Quattro anni passano in fretta e Recep Tayyip Erdogan ne è pienamente consapevole. Per questa ragione, al pari dello schema turco andato in scena in Libia, ha già progettato azioni e obiettivi da raggiungere in Siria. Tra le altre cose lo ha annunciato anche il leader della nuova amministrazione di Damasco, Ahmed Al-Sharaa, immaginando un cronoprogramma che conduca il Paese fino a nuove elezioni e alla Costituzione. Ma in attesa della cosiddetta Conferenza di dialogo nazionale, ecco che un peso specifico rilevante è incarnato dalla cosiddetta fase due a cui Ankara sta lavorando con la dottrina Fidan in evidenza (con l’Ue alla finestra).

Qui Ankara

Una delegazione del ministero turco dell’Energia è stata a Damasco con l’obiettivo di identificare le esigenze siriane in termini di infrastrutture ed elettricità dopo la caduta del regime di Bashar al Assad. Prima della ricostruzione, però, c’è da gettare le basi della quotidianità, così come fatto a Tripoli dalla squadra di Erdogan, in cui spicca un nome su tutti, come quello del ministro degli esteri Hakan Fidan. Ieri in Libia (con un altro ruolo) e oggi a Damasco, ma il cliché non cambia: Fidan ritiene che la raccolta di informazioni possa influenzare in modo silenzioso, invisibile ma decisivo le decisioni in politica estera.

Inoltre è figlio di un curdo, mentre sua madre è di Denizli, una città vicino alla costa dell’Asia Minore: una famiglia che lo ha portato a capire curdi, turchi, orientali ed europei (e, in prospettiva, l’idea che possa ereditare il potere erdoganiano). Poche ore fa ne ha discusso al telefono con il segretario di Stato americano Antony Blinken, mettendo l’accento su un punto che per la Turchia è centrale: il gruppo terroristico PKK/YPG non dovrà trovare rifugio in Siria. Fidan ha assicurato a Blinken di lavorare su una priorità come quella di garantire la stabilità in Siria e completare in modo ordinato il periodo di transizione.

Qui Damasco

Princìpi che andranno tarati con la realtà dei gruppi presenti sul territorio siriano.
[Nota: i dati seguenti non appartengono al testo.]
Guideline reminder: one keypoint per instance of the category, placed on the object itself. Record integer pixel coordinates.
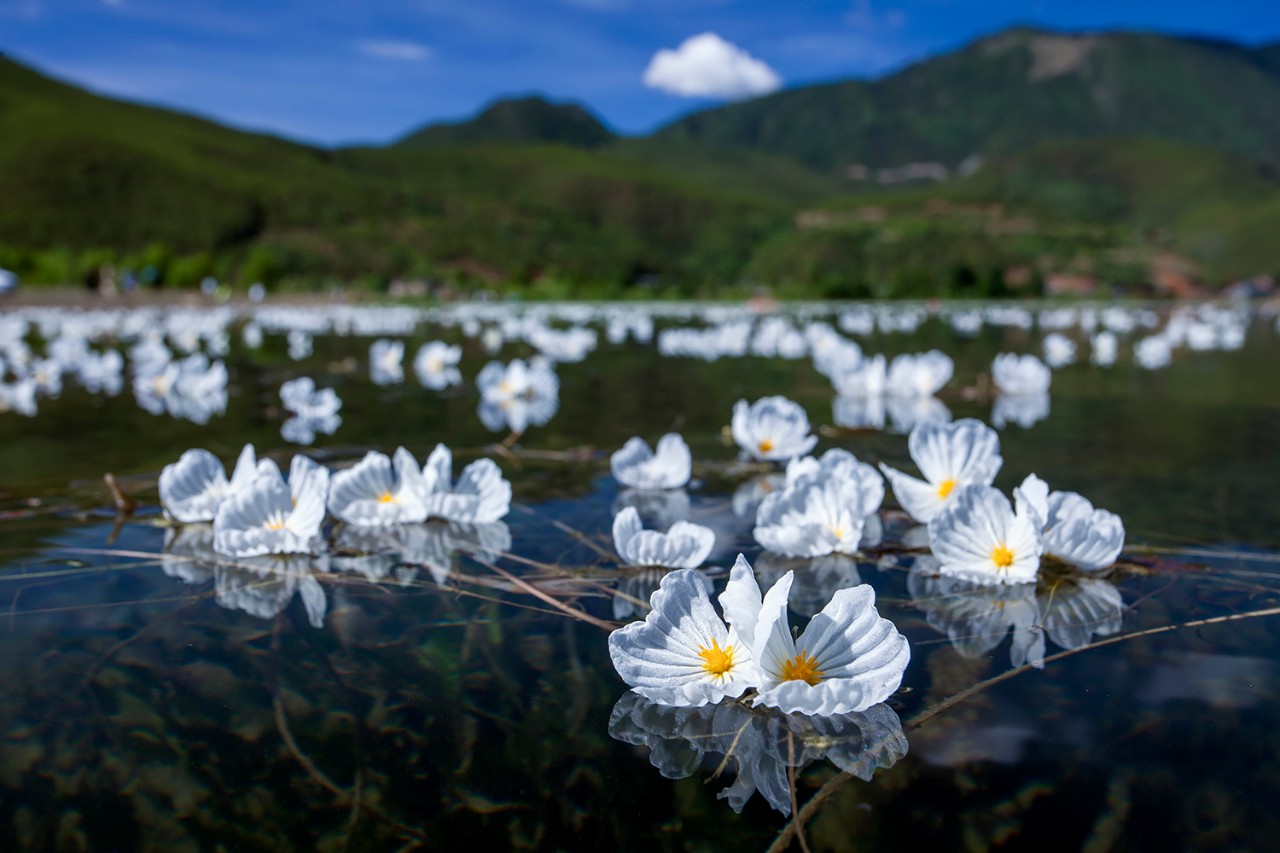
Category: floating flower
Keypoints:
(772, 429)
(667, 468)
(949, 456)
(682, 653)
(1019, 375)
(848, 658)
(384, 361)
(1073, 530)
(192, 488)
(684, 546)
(437, 365)
(517, 395)
(823, 511)
(979, 538)
(378, 491)
(269, 518)
(480, 496)
(918, 374)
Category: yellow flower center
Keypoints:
(716, 660)
(1002, 557)
(801, 667)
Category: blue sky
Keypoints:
(350, 71)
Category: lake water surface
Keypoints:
(449, 685)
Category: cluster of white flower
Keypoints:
(259, 512)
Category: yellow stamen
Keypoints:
(716, 660)
(801, 667)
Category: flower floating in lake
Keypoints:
(270, 518)
(682, 653)
(314, 410)
(192, 488)
(846, 660)
(379, 491)
(1073, 530)
(517, 396)
(981, 538)
(480, 496)
(772, 429)
(666, 468)
(384, 361)
(684, 546)
(823, 507)
(949, 456)
(437, 365)
(1020, 375)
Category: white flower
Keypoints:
(192, 488)
(979, 538)
(682, 653)
(950, 456)
(1074, 532)
(823, 509)
(864, 378)
(517, 396)
(269, 518)
(384, 361)
(772, 429)
(1016, 374)
(684, 546)
(378, 492)
(977, 616)
(848, 658)
(480, 496)
(302, 398)
(1059, 350)
(919, 374)
(640, 468)
(437, 365)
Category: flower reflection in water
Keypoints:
(264, 587)
(402, 548)
(763, 743)
(1066, 607)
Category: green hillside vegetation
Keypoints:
(1111, 156)
(520, 119)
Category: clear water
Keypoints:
(155, 698)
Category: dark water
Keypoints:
(160, 698)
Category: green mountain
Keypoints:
(1009, 91)
(1115, 156)
(520, 119)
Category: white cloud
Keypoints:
(405, 51)
(707, 65)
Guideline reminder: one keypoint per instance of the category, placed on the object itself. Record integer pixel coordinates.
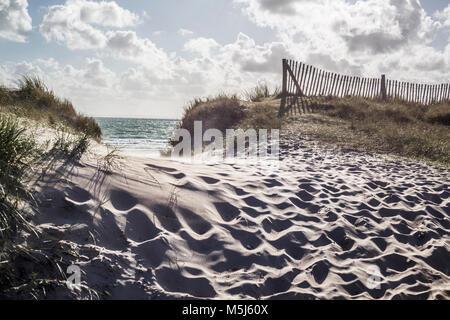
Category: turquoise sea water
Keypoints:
(137, 136)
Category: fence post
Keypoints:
(383, 87)
(283, 90)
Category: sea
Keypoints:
(140, 137)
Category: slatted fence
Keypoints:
(302, 81)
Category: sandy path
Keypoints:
(314, 228)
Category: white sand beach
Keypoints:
(313, 229)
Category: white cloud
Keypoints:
(357, 37)
(75, 23)
(444, 16)
(185, 32)
(15, 22)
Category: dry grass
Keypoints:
(259, 111)
(32, 99)
(396, 127)
(221, 112)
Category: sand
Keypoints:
(313, 229)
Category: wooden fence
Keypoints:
(301, 81)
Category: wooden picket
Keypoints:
(302, 81)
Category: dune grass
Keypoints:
(394, 127)
(32, 99)
(260, 92)
(259, 110)
(31, 264)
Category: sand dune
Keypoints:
(313, 229)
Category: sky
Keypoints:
(136, 58)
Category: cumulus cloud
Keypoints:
(361, 37)
(15, 22)
(444, 16)
(185, 32)
(76, 23)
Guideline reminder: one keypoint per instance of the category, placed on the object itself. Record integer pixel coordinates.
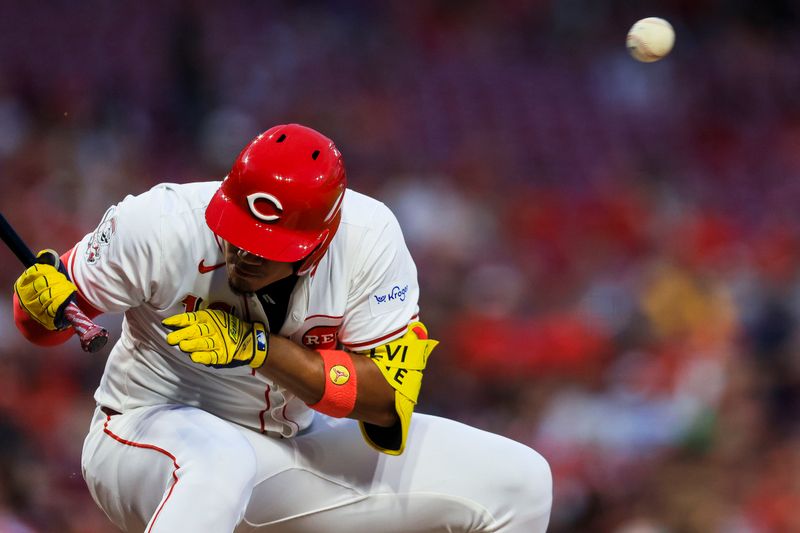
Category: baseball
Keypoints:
(650, 39)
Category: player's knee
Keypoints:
(231, 469)
(524, 482)
(534, 481)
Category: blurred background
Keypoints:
(607, 249)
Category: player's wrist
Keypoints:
(260, 341)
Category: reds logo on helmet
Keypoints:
(282, 199)
(321, 338)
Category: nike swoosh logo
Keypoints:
(206, 269)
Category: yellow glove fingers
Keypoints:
(190, 332)
(197, 344)
(41, 290)
(205, 358)
(180, 320)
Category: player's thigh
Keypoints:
(340, 484)
(131, 461)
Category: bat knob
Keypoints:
(94, 339)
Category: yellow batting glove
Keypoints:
(219, 339)
(44, 291)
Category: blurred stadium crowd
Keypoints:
(608, 250)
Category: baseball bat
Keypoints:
(92, 336)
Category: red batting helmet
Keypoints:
(282, 200)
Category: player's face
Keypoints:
(248, 272)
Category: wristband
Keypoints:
(341, 384)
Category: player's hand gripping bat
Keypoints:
(92, 336)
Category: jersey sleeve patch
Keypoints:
(101, 237)
(388, 299)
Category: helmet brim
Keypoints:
(234, 224)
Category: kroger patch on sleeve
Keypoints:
(389, 298)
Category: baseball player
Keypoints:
(270, 360)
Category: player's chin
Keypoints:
(241, 285)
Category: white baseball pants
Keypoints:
(175, 468)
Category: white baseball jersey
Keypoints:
(153, 256)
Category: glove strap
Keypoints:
(341, 384)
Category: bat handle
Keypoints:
(92, 336)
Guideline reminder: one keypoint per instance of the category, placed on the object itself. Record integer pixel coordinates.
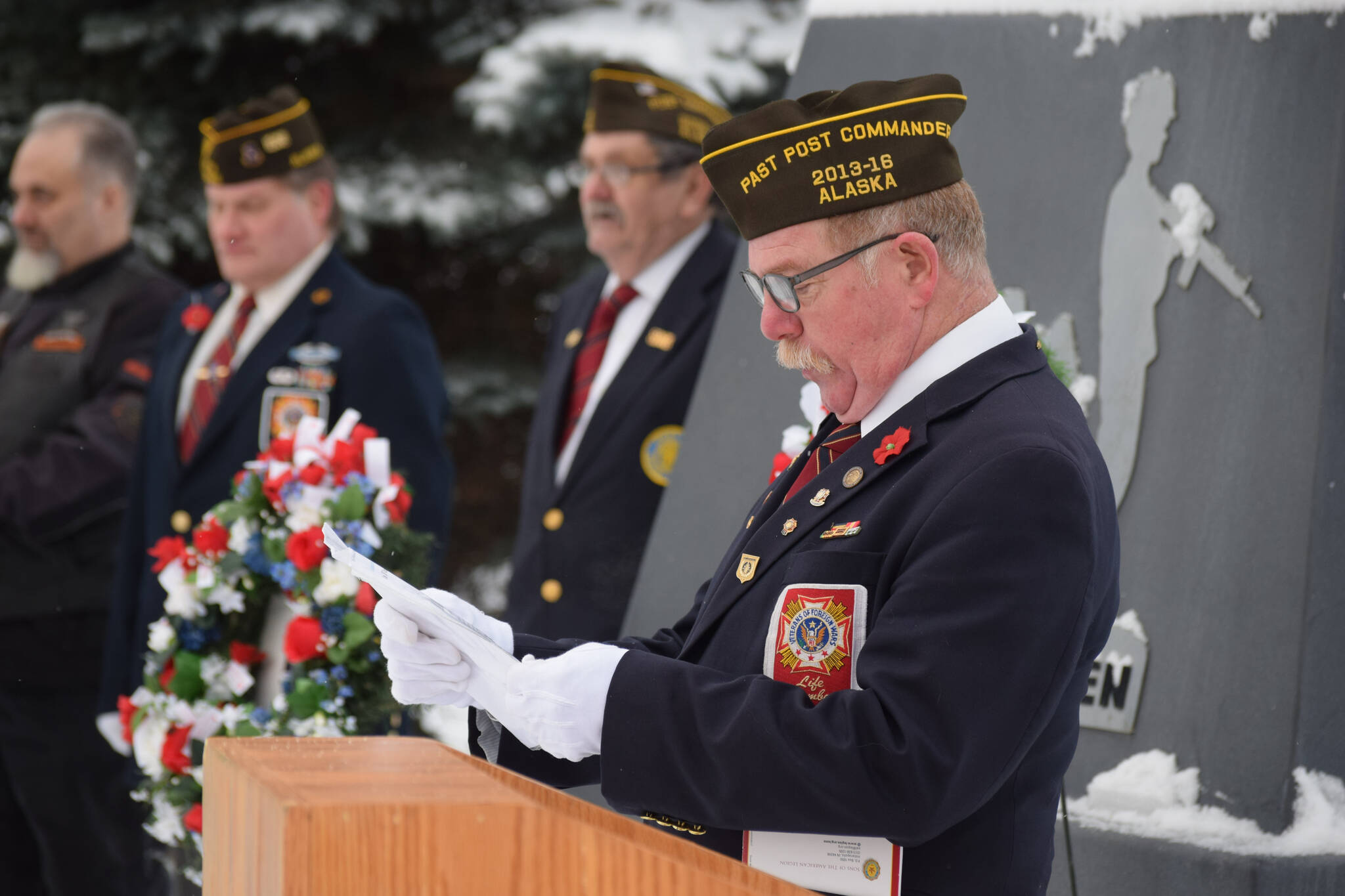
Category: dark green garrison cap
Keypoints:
(835, 151)
(264, 137)
(628, 97)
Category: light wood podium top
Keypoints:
(334, 816)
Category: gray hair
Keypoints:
(109, 144)
(950, 213)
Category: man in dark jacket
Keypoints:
(623, 356)
(292, 331)
(877, 689)
(77, 330)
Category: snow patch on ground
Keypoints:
(1147, 796)
(717, 49)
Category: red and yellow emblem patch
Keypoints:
(816, 636)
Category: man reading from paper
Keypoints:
(892, 652)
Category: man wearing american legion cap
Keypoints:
(622, 360)
(893, 649)
(292, 330)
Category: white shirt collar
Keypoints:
(655, 280)
(981, 332)
(278, 295)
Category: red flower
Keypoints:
(167, 550)
(165, 676)
(125, 710)
(174, 756)
(305, 548)
(346, 458)
(313, 473)
(278, 450)
(399, 507)
(245, 653)
(195, 317)
(272, 486)
(366, 598)
(210, 536)
(892, 445)
(304, 640)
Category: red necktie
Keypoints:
(838, 441)
(591, 355)
(211, 381)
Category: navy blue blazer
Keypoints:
(586, 536)
(387, 370)
(989, 551)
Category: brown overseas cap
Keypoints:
(835, 151)
(264, 137)
(630, 97)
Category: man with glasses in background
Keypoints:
(623, 355)
(877, 689)
(77, 332)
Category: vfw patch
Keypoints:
(816, 633)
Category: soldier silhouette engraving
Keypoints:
(1142, 236)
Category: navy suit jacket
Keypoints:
(387, 371)
(989, 551)
(608, 500)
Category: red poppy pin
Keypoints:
(195, 317)
(892, 445)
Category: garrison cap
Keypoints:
(264, 137)
(628, 97)
(835, 151)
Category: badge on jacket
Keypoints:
(282, 409)
(816, 633)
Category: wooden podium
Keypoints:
(328, 817)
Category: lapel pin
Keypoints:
(843, 531)
(891, 445)
(659, 339)
(747, 567)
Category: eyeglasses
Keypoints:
(782, 288)
(617, 174)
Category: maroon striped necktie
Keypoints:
(838, 441)
(211, 381)
(591, 355)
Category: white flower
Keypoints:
(147, 743)
(240, 534)
(238, 679)
(162, 634)
(165, 825)
(338, 582)
(182, 601)
(227, 598)
(794, 440)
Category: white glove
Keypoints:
(558, 703)
(424, 670)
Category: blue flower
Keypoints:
(334, 621)
(284, 574)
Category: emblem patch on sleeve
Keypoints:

Il leader di HTS ha recentemente detto che sono in corso trattative con le Syrian Democratic Forces a guida curda nella Siria nord-orientale e spera che le loro forze armate si integrino con le agenzie di sicurezza siriane.

Non va dimenticato che il gruppo curdo è l’alleato chiave di Washington in Siria, dove è fortemente coinvolto nel colpire le cellule dormienti di Daesh. Inoltre il tutto va legato alle nuove idee di Mosca su Assad, che il ministro degli Esteri Sergei Lavrov ha definito incompetente, in quanto non è riuscito a risolvere i mali sociali del Paese. Pezzi di un puzzle che provano ad incastrarsi con ancora la Turchia sullo sfondo, molto interessata anche a essere parte attiva negli sforzi anti-Isis (così da apparire appetibile agli occhi di Donald Trump) ma promuovendo al contempo i propri interessi regionali. Erdogan inoltre usa la possibile pax siriana per accreditarsi ancora di più alla corte Ue.

Nel frattempo proseguono i rimpatri in Siria: sono circa 31mila i cittadini siriani rientrati nel loro Paese dalla Turchia dalla cacciata di Bashar Al Assad, come annunciato dal ministro dell’Interno turco. Per questa ragione Ankara aprirà un ufficio per la gestione della migrazione ad Aleppo, da dove proviene la maggior parte dei rifugiati che vive in Turchia.

Occhi sul gas

Ma non è tutto, perché la Turchia punta ad aumentare la produzione di petrolio e gas naturale in Siria. Secondo il ministro dell’Energia turco Alparslan Bayraktar, il governo di Ankara sta valutando l’uso del petrolio greggio e del gas naturale per la ricostruzione della Siria. “Abbiamo in programma di dire alle nostre controparti come possiamo dare un contributo in tal senso. Il nostro obiettivo è sviluppare questi progetti”.